4. Refusal to transcend. Whether a poem originates in a painting or myth or fairy tale or memory of the poet’s first boyfriend or phrase in another language, it ought to transcend its originating material. How is the poem, the poet, the speaker, or the reader changed by the end of the poem? Where have we gone? I want to be MOVED, in any and all of the wild and various ways a poem can do that to a person.

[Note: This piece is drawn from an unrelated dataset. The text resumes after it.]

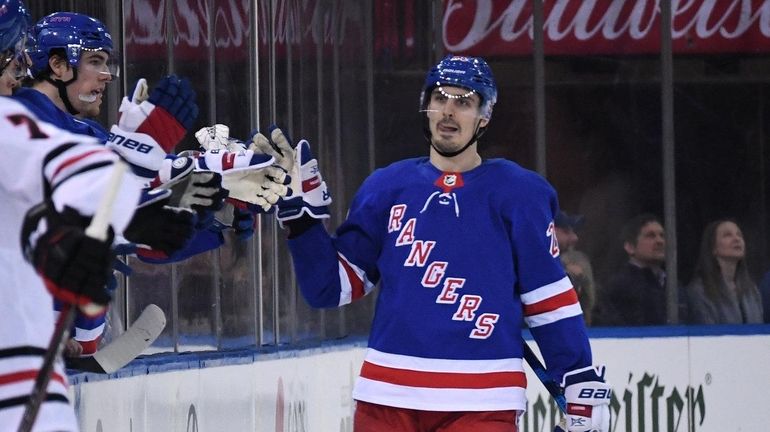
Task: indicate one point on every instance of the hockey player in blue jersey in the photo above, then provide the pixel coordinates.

5. Weak endings.  I think the phrase “but the ending…” is probably the most-said phrase in the IR office. Across all the genres, we get so many pieces that are killed by their own endings: pieces that sputter out or say too much or don’t say quite enough, pieces that end on a confusing phrase or an abstraction after so much crisp imagery, endings that go in a whole new direction and leave that direction undeveloped, endings that repeat what the whole piece has already said, endings that aren’t emotionally resonant and endings that are manipulative. Anything less than a great ending is probably going to kill the poem, for me. Endings are hard, man. Like drawing hands.

I don’t mean to suggest that these are all-important rules for making a good poem, that there is never a reason to do one or more of these things. But a great number of the poems I reject from the slush pile, or that don’t make it out of our editorial meetings, are turned down largely for one of these five reasons. Hopefully, this gives you a better idea, via negativa, of what kinds of poetry we like.